Listen to the incomparable Mahalia Jackson sing about her “cave."
The Table
The table depicts more than anything the generous hospitality the early church extended to one another (see Acts 2:46). Monastic communities were often way-stations where strangers would find food and shelter.
Jesus enjoyed many meals with people. He experienced frequent table times: parties where wine flowed (John 2), dinners where quiet conversations happened (Luke 10), suppers where instructions were given and love was reaffirmed and goodbyes were said (Luke 19).
In our world today, the table symbolizes spaces of gathering where we give others access into our lives, where joyful and pleasant hours sharing food and stories build vibrant and committed relationships.
Listen to a contemporary song by women longing to see this happen around their tables.
The Road
A symbol of engagement with the world, the road is what we picture when we hear Jesus’ call to “go into all the world.” The road is familiar to missional communities. It’s on the road where we grow our communities, engaging with those God sends across our paths.
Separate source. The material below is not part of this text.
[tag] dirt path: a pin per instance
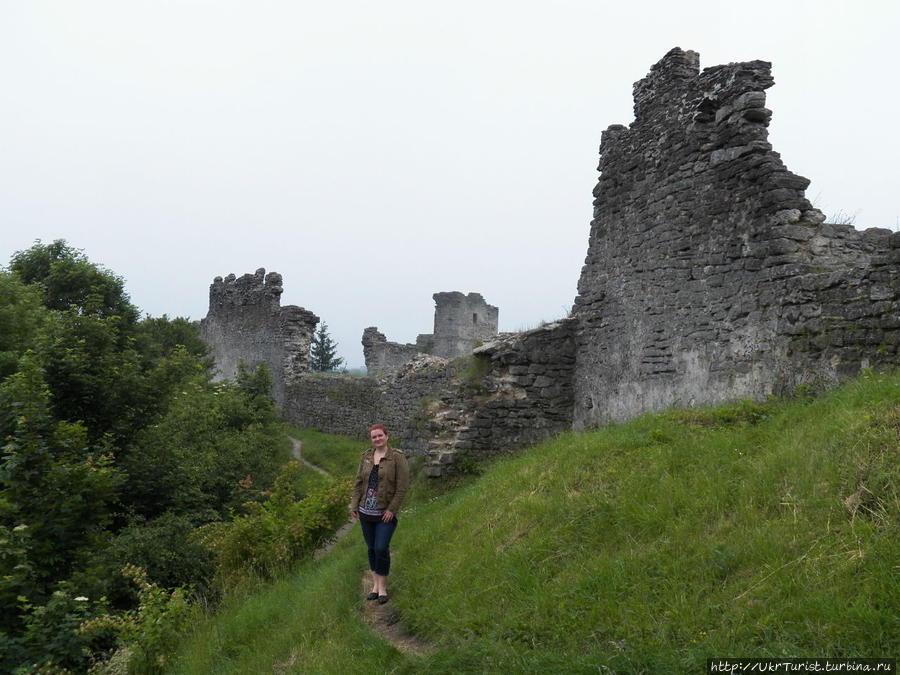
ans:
(296, 451)
(384, 619)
Being on the road with Jesus, as told in the gospels, is probably the most identifiable formation practice we notice happening to the disciples. Countless opportunities for teaching, healing, and engagement with onlookers and outsiders — friendly and hostile — happened on the road.
The Cave, the Table and the Road: spaces and practices of formation and integration
As the world gets more crowded and our time more filled and rushed, these communal spaces are disappearing. They have become symbols more than actual places.
Is there a way for us to return to these spaces — not always literally perhaps — in order to absorb their essence and re-create meaningful spaces in which we are shaped and live out community and our own formation?
The rhythms of the cave, the table and the road, make sense to me. They integrate communion with God, community with others, and mission.
They are beautiful teachers of our formation practices. They are simple and assessable. And they do indeed heal us into wholeness.
Where are your caves?
Who is at your table?
Where are you on the road and who are you meeting?